Their large, untidy nests hung bedraggled from gutter downpipes. Sparrows were everywhere and we took them for granted. They colonised house martin nests, ate the crocus flowers and flooded down onto the lawn for discarded slices of Wonderloaf or Sunblest.

George Monbiot talks about 'shifting baseline syndrome'. An ungainly term but meaning that we look back to our childhood as the norm but this norm is not how it always was or has to be. My norm was of an abundance of house sparrows - and there must have been an abundance. I grew up on Nottingham's Clifton Estate which at the time was considered to be the largest social housing development in Europe. And during my childhood the estate of thousands of new homes (less than a decade old) was truly stuffed with these little birds.  From nothing, the house sparrows completely colonised the estate. Sadly, for more recent generations, it is their 'norm' that their new homes will not have the company of house sparrows. So the new generations do not feel the loss that I sense at the absence of these chirpy chappies*. And so there is not pressure to address the shortages because these new generations consider the absence to be 'the norm'.

a cock sparrer
Fast forward many years and I had a home of my own. And house sparrows, although less abundant, were there, squabbling in the pyracantha bush and gobbling seed on the bird table. Then our neighbours had their facias and soffits replaced and simultaneously it seems we lost the sparrows. The birds lost their nesting sites and we never saw them in the garden again.

This may sound an over-reaction but I was truly sad. I bought and sited a house sparrow colony box. But the only user was a lone great tit. The sparrows had gone.

Press the fast forward button again and we have our new home. And I hear (but rarely see) the house sparrows chattering deep within neighbours' gardens.

Time for action!

What do house sparrows need?

They need cover. They love to hop about in their social groups, chatting away but within the cover of an impenetrable shrub.
We have a long privet hedge. Cut 'tight' to create a compact boundary. Perfect for house sparrows.

They need food and water during the breeding season and for the rest of the year.

In the breeding season house sparrows feed their young on spiders and other invertebrates. Our garden is proving home to a myriad of spiders and creepy crawlies. Our wood chipping mulches are frequently shrouded in the webs of ground spiders. I'm hoping there's plenty of food there for the birds.

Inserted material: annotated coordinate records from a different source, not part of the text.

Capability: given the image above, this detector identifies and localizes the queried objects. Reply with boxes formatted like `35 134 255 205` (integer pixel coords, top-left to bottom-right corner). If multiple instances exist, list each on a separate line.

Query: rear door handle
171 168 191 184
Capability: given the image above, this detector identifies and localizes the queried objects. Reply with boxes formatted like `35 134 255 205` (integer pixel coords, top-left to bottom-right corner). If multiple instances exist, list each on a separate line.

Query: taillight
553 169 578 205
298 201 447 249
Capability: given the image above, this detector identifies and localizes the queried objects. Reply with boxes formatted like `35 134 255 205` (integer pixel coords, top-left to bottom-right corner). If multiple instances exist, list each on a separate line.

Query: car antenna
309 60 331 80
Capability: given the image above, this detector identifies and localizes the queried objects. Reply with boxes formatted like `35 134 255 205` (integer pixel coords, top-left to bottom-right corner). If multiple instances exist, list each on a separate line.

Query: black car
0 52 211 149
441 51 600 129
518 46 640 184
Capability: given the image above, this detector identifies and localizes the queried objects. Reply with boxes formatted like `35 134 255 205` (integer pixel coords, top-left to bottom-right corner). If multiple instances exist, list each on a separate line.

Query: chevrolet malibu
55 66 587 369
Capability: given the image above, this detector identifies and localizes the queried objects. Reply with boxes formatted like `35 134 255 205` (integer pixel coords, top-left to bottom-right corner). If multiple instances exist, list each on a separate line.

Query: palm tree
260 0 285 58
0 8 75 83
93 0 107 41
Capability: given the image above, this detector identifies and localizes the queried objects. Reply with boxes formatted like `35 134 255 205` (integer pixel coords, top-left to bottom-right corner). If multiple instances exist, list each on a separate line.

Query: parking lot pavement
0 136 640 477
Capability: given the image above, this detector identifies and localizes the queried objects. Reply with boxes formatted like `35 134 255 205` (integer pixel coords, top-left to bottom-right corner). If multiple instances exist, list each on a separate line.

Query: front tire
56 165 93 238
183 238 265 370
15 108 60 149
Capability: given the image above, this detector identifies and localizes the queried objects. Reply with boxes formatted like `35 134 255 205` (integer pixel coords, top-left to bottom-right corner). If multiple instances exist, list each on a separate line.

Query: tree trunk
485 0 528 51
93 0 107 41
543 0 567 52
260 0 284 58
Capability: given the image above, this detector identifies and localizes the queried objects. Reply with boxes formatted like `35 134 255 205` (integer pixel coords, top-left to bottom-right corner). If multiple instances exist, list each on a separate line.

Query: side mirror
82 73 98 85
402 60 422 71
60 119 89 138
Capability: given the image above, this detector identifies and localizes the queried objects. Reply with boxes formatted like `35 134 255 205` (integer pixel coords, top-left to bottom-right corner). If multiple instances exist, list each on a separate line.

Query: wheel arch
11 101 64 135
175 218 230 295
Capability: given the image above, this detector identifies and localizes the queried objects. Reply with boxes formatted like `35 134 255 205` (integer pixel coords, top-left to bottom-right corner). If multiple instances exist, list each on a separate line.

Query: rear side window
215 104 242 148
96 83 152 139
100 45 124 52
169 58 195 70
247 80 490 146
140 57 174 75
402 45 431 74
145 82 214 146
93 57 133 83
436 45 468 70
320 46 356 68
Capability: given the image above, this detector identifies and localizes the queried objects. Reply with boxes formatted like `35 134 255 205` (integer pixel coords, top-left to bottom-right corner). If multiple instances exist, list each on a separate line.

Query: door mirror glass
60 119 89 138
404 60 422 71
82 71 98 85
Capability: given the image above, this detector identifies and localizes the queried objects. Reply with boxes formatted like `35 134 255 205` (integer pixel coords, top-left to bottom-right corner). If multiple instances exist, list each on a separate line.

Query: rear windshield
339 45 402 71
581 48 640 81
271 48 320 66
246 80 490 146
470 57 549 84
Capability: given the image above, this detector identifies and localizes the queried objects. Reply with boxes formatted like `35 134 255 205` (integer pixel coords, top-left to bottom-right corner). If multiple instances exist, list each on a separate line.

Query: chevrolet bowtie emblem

If there isn't it would be possible to supplement their diet with live mealworms during the breeding season.

The winter food of sparrows is grain but the efficiency of our farmers in preventing spilt grain is to the detriment of all seed eating birds. We can help though. I'm providing bird seed in feeders close to the privet hedge and sparrows (notoriously conservative!) have slowly begun to come to the feeders. They are now with us each day, using the protection of the hedge, eating at the feeders or on the ground beneath as their family members cast showers of grain from the feeders above... So far I've counted six individuals.

Of course, sparrows like all living things, need water. 
four home house sparrow terrace
I have a small pond dug out near to the privet hedge (waiting for its liner) to help quench the sparrows' thirst in the hot summer months.

And sparrows need nest sites.

Our new home presents no opportunities for sparrows to breed. We've built it too well!!

Nesting boxes are the option here. Sparrows are unusual in that they like to nest close to other members of their species. Really close. Next door.

I've made and sited two house sparrow terraces. The new one (pictured) is a terrace with four homes on offer. In cedar to match the cladding. I've stuffed the boxes with leaves and straw so it feels like home the moment the birds peek in.

My dream is a score of house sparrows.

It's over to them now....

* As a footnote to 'shifting baseline syndrome', the naturalist Joseph Whittaker remarked at the turn of the twentieth century that neighbouring Blidworth Dale rang to the 'crex crex' call of corn crakes. Sadly, corn crakes were lost as soon as mechanised harvesting came along and are long gone from Nottinghamshire. We have to travel to distant Scottish islands to hear them calling now. How I would love Joseph Whittaker's 'norm'.